His daughter, ages 9 and 13, are in the care of the Department of Health and Human Services (HHS), where they’re safe, the hotline operators tell him. However, they can’t give out the girl’s information, stating that it’s confidential.

Instead, they tell him that he must wait for a case manager to contact him to begin the process of bringing them home. Earlier this week, the operator told him, “This is a situation that requires waiting, patience and serenity.” The father said that is how it always goes which frustrates him because he’s desperate to find his girls.

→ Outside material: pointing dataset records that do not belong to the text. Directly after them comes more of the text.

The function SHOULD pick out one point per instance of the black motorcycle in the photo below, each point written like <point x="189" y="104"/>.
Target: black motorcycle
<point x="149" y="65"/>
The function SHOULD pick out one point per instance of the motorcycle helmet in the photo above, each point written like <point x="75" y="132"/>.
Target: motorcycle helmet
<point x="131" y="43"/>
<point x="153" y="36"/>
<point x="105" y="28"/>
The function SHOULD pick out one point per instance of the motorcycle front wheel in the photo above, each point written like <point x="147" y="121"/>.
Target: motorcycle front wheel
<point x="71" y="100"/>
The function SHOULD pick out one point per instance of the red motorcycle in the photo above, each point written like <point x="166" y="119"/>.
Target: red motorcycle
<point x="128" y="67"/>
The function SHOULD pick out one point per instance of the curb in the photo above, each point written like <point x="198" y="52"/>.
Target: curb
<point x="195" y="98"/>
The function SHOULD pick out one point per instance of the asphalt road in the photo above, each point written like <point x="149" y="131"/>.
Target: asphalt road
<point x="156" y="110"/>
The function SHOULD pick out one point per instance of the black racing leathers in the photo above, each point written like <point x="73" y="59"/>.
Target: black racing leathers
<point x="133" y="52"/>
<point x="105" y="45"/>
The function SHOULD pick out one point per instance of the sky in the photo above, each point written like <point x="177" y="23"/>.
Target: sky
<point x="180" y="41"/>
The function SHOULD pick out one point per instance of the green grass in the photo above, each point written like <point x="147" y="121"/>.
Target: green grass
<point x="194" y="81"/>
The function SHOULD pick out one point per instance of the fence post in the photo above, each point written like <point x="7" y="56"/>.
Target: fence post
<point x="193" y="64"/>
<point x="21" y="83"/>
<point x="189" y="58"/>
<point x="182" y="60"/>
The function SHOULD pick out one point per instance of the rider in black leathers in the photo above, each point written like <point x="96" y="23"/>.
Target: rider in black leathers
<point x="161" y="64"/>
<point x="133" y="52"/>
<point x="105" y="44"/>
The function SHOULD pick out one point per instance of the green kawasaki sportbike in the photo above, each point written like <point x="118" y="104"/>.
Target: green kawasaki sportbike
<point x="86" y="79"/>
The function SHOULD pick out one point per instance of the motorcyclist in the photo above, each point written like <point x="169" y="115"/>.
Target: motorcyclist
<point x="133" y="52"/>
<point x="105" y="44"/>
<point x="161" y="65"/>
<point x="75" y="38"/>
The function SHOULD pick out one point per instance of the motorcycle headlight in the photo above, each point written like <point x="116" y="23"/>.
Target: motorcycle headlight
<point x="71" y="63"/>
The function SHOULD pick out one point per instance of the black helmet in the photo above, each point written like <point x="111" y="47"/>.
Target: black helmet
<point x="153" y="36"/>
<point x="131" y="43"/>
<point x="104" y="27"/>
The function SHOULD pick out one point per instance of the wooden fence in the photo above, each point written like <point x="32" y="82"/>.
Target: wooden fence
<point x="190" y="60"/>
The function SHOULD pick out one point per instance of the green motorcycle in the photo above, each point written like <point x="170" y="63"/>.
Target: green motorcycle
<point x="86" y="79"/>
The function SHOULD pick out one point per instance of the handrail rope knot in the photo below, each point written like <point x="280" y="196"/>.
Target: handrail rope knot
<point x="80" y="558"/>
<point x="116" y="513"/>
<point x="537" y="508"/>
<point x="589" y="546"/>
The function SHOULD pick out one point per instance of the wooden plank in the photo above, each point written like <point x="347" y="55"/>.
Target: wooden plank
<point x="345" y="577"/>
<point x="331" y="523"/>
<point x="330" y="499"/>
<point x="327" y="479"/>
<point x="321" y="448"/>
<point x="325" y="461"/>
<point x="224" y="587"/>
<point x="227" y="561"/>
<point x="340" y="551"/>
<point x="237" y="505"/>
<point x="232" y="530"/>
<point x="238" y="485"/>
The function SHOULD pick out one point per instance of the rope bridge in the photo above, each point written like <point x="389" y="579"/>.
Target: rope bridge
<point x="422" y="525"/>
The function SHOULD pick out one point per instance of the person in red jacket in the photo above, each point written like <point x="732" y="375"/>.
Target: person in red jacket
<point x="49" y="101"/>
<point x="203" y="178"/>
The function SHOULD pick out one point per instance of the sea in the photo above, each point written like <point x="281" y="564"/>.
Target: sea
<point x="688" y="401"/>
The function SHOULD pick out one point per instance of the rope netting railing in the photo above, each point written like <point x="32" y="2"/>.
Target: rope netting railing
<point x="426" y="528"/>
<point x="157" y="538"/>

His daughters, like almost 20,000 other children in HHS care, recently migrated to the U.S. as part of a wave of unaccompanied minors that has stretched the limits of the U.S. immigration system. An HHS spokesperson said that at the start of this year, HHS was able to match one case manager to 12 children but the number of children per manager has increased as the agency scrambles to hire more people who can look after each child’s welfare and placement in homes with parents or sponsors.

For parents trying to find their children through the hotline, the system can already seem overwhelmed. Although an HHS spokesperson said the average wait time is less than one minute, lawyers and advocates say many calls are put on a long hold immediately after they are answered.

Dr. Amy Cohen, a child psychiatrist and executive director of Every Last One, an advocacy group helping the Guatemalan father said the father’s frustration and desperation are like what she has seen with many other parents who are living in the U.S. and trying to find their children. Cohen expressed, “We have dealt with hundreds in the past two months. We are getting calls from parents who can’t find their children. Traditionally, the parent would hear from their child or a case manager within a couple of days. Now they are going weeks and weeks without hearing from anybody.”

For HHS, getting children into the hands of parents or sponsors is imperative to open new space to accommodate the growing number of children crossing the border and to alleviate backups in Border Patrol stations. Both, documented and undocumented parents are treated the same when it comes to reuniting with their children in HHS custody and the Biden administration has reassured that their information won’t be shared with the Immigration and Customs Enforcement.